The Federal Judicial Center (Bailey, Gordis, & Green, 1994) has proposed a series of criteria that compact many of the points I have made. The difference in approach is in part due to their epidemiological emphasis in contrast to my clinical emphasis. Drawing on Koch’s postulates, they state that “seven factors should be considered when an epidemiologist determines whether the association between an agent and a disease is causal.” Put in the form of questions, they list the following factors:

1. How strong is the association between the exposure and the disease?

2. Is there a temporal relationship?

3. Is the association consistent with other research?

4. Is the association biologically plausible?

5. Have alternative explanations been ruled out?

6. Does the association exhibit specificity?

7. Is there a dose-response relationship?

None of the above individual criteria is an absolute requirement for coming to a scientific conclusion. One must weigh the best available evidence and come to as sound a conclusion as possible. Commonly or even typically, decisions with a high degree of probability will be made with an incomplete set of data.

While it would be helpful to have confirmation from controlled clinical trials, it is typically impossible to obtain it, even in regard to known or proven adverse drug reactions (Leber, 1992). Negative findings from controlled clinical trials involving a drug cannot be used to rule out a causal connection between a drug and an adverse reaction. In fact, the vast majority of changes made drug labeling during the post-marketing phase is based on the kind of data that is generated by the spontaneous reporting system and almost none of the changes result from controlled clinical trials. Even when drugs are taken off the market, they FDA often acts on the basis of spontaneous reports. In describing the impact of the spontaneous reporting system, the FDA’s director, David Kessler (1993), said:

“In response to voluntary reports from physicians to the FDA or the manufacturer, the FDA has issued warnings, made label changes, required manufacturers to conduct postmarketing studies, and ordered product withdrawals that have ultimately prevented patient deaths and suffering.”

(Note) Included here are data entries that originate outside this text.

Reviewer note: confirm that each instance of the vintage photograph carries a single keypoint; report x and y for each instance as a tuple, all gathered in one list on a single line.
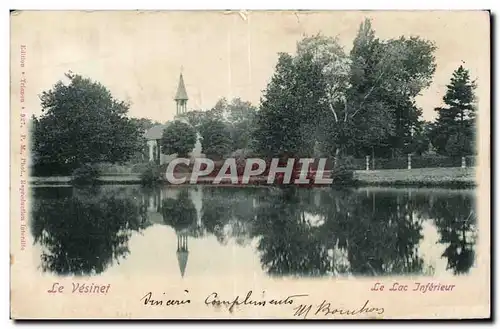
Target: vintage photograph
[(211, 164)]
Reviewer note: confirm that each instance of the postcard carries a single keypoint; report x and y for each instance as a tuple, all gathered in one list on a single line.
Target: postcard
[(250, 165)]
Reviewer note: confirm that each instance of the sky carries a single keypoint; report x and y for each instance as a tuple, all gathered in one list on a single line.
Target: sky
[(138, 56)]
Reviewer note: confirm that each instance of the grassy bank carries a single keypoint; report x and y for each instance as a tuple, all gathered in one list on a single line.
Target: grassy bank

A recent FDA MEDWatch (FDA, 1995) publication makes clear that the spontaneous reporting system is the most important source of postmarketing information on adverse drug reactions. It frequently leads to scientific determinations for the need to modify drug labels or to withdraw drugs from the market.

According to a 1990 Government Accounting Office (GAO) report, more than 50% of all drugs approved by the FDA between 1976 and 1985 were found during postmarketing to have previously undetected “serious” side effects, sometimes requiring removal from the market. Fifteen psychopharmaceuticals were approved during this period, nine of which turned up to have serious risks during postmarketing, leading in one case to removal from the market (p. 25 & p. 74-78). Since then, yet another drug from that era has been withdrawn from the market. The antidepressant nomifensine was found to cause massive intravascular hemolytic anemia–but only after it had been on the market worldwide for eight or nine years (Leber, 1992, p. 6).

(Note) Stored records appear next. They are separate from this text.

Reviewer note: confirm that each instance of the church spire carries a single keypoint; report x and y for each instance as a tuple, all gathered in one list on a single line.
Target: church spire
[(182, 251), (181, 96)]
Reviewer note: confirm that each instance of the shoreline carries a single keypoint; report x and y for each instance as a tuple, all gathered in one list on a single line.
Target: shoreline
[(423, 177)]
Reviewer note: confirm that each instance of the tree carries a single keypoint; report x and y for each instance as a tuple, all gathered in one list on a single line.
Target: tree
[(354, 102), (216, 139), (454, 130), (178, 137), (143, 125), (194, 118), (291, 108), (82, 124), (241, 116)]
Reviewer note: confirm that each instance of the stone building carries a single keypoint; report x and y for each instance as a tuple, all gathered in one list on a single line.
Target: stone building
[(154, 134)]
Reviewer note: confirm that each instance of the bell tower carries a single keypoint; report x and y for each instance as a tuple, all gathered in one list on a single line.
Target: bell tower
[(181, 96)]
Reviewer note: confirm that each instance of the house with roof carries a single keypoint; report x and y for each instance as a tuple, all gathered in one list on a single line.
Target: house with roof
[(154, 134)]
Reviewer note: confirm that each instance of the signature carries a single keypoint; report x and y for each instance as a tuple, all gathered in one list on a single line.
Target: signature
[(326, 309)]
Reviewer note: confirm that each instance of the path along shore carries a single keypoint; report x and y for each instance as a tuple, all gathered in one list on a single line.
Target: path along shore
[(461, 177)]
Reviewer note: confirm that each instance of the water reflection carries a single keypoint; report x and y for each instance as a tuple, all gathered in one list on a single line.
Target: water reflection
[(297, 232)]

I have reviewed the entire list of serious adverse reactions to psychiatric drugs detected during the postmarketing period in the GAO study. It seems probable that every one of them was discovered and confirmed through a combination of the spontaneous reporting system and general clinical experience. As far as I can ascertain, not one of these adverse reactions was primarily if at all identified by means of a controlled clinical trial. Among the nine drugs, alprazolam (Xanax) had rage added to the label as a paradoxical reaction and amoxapine (Asendin) had neuroleptic malignant syndrome added.